I searched his face, searched for obvious signs (portents!) of mocking, but came up empty. So then I said, “What about Buttercup, then? What about that yelp that I heard? He sounded scared to death—so to speak.”
But Bodhi just laughed. “Mad maybe, but definitely not scared. That was my bad. I caught his ball in midair and flew with it. He wasn’t too pleased, but you got over it, didn’t you, boy?” His voice grew all soft and mushy as he reached down to give Buttercup a good scratch between the ears. And it was all I could do not to cringe when I saw how quickly my dog abandoned my side in order to scooch back toward Bodhi’s, where he sat, happily gazing at him, all drooly and goo-goo eyed.
“Besides, whatever lingering spirits you find here are to be left alone. No matter what. Just remember, if it’s not assigned by the Council, then it’s none of our business.” His face grew all serious, wanting me to know just how much he meant it. Then assuming his job was done, assuming he’d waged the winning argument, he added, “So come on, what do you say we forget the beast, ditch this fogged-out beach, and go check out the town?”

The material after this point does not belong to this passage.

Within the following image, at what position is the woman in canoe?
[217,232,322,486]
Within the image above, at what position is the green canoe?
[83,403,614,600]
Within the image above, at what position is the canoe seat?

I placed my hands on my hips and gazed into a mist that seemed as though it wasn’t about to burn off anytime soon. Still, if you knew where to look, you’d find a few patchy bits here and there, and I took them to be a promise that a beautiful day might be in the works.
And even though we were there on vacation, even though this little trip was awarded to us by the Council for a job well done after crossing over some ghosts who’d been haunting a castle for way too long (ghosts that no other Soul Catcher had been able to move on, including Bodhi, until I came along), even though Bodhi was nice enough to let me choose the place and didn’t lodge even a single complaint when I picked St. John (the island my parents had honeymooned on—solely because I’d heard them talk about it so often, and so wistfully—I just had to seize the chance to see it for myself), even though we only had a little time left before we’d have to return to the Here & Now, appear before the Council, and get back to the business of our next assignment—even though I knew all of that—I still looked at him and said, “I’m not going anywhere till I convince that dog to move on.”